Strawberry Hill House
Entry: £10.80 adult; £5.40 student

Opening times;

Situated in Twickenham, in the London borough of Richmond, this spectacular home is like a whimsical fantasy Gothic wedding cake, built by Horace Walpole in between 1749 and 1776. The home he bought was originally named ‘Chopped Straw Hall’ which Walpole hated as he felt that his home should sound distinctive and elegant, so he renamed it Strawberry Hill House. Walking around the home, there is plenty of fascinating information available, so much so that you really feel like you get to know Horace and his quirks. It would seem he wasn’t in possession of much humility, and saw his fabulous house as a reflection of his own superiority and greatness.

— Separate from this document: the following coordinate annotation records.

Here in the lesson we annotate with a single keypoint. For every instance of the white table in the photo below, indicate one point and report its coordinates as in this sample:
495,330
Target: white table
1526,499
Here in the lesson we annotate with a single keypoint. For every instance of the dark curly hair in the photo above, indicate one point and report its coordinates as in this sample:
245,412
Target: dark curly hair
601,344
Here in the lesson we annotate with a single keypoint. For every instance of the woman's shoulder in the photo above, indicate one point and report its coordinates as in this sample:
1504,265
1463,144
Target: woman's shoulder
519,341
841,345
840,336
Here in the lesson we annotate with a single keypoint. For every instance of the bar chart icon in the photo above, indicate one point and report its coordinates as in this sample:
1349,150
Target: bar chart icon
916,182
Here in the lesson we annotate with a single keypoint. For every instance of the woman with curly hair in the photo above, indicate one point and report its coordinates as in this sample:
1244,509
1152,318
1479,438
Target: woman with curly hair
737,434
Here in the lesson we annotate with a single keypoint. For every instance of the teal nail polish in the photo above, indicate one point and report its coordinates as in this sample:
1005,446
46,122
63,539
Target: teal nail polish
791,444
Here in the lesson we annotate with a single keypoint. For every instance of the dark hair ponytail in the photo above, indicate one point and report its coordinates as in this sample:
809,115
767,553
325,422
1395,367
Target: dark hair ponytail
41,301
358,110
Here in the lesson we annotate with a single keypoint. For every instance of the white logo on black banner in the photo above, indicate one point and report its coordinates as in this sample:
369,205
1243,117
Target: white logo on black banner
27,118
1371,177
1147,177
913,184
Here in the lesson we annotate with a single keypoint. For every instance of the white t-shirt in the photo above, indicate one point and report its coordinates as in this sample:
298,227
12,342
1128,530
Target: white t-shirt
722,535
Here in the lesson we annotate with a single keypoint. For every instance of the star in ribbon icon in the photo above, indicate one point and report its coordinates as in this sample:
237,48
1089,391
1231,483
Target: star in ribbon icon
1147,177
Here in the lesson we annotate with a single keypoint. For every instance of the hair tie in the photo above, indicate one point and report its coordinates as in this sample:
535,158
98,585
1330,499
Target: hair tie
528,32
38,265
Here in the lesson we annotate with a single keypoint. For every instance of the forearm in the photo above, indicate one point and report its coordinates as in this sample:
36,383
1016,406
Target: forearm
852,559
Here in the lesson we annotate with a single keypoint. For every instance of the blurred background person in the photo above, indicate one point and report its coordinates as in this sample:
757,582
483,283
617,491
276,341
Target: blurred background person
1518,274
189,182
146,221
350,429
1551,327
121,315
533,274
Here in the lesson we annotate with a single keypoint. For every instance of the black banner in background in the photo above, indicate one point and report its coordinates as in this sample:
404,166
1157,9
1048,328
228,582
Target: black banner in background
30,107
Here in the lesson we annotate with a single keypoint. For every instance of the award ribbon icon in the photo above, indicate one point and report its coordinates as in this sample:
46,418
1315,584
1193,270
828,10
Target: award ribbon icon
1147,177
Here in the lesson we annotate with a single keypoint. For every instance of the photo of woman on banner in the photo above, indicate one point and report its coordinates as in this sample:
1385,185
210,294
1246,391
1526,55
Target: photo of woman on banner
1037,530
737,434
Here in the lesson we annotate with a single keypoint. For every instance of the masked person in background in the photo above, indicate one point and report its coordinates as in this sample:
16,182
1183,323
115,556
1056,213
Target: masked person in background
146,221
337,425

He published two editions of ‘A Description of the Villa of Mr. Horace Walpole at Strawberry Hill’ in order to make the world aware of the wonder of his home, and it is said that the interior inspired the author of The Castle of Otranto.

Though most of Horace’s collection was lost, the foundation are meticulously putting back together the home, piece by piece. You can’t help but gasp at the splendour and unrestrained glamour and frivolity of the design in this home, and it would appear that at the end, even Horace himself thought that perhaps he had overdone it…

Well! I begin to be ashamed of my magnificence.


49 36


Dennis Severs’ House
18 Folgate Street
Silent Night (£15 per person); Sunday Daytime £10 per person, £5 concessions

One of the lesser known treasure troves in London, and by far one of the best museums I’ve ever visited is the Dennis Severs’ House in Shoreditch. In itself a work of art in that it is a still life drama, an imagination by the Mr Severs of what life would have been like in the great town house for the Jervis family of Huguenot Silk Weavers who lived there before. Though the commentary throughout is a little too pretentious, give it just a cursory glance and instead soak up the atmosphere of the rooms, no detail in this time capsule is too small for the wonderful people that run this museum (The Spitalfields Historic Buildings Trust). A candle burns, a loaf of bread lies out, you walk in just as the imaginary family walks out. As the motto of the house, Aut Visum Aut Non!: ‘You either see it or you don’t’.

Dennis Severs House

Photo credit: Dennis Severs’ House,

Dennis Severs House 2

Photo credit: Dennis Severs’ House,

Dennis Severs 3

Photo credit: Dennis Severs’ House,

John Soane Museum
Lincoln’s Inn Fields
Tuesday to Saturday, 10:00 to 17:00 (last entry at 16:30)
Free Admission

A London favourite, this home is a trove of treasures amalgamated by the neo classical architect John Soane in the three homes he purpose built in Lincoln’s Inn Fields to house his collection.

John Soane Museum

Image credit:

God’s Own Junkyard
Unit 12, Ravenswood Industrial Estate

Friday – 11am to 9pm; Saturday – 11am to 9pm; Sunday – 11am to 6pm
Free Admission

Though seemingly completely different to the previous museums I have listed, this is yet another collection of art by a great master – Christopher Bracey. Walking in here is like stepping into a candy store, your eyes don’t know where to look, and you end up running around like a half crazed kid in excitement at all the bright neon colours and designs. Christopher not only made but collected famous neon signs that have appeared in some of the best known movies with stars such as Tom Cruise in Eyes Wide Shut, Johnny Depp in Charlie and the Chocolate Factory & Jack Nicholson in Batman. Once the film is over, the neon gets tossed in the bin, and Christopher would swoop in and bring it back to be carefully looked after and appreciated at the true Gods Own Junkyard.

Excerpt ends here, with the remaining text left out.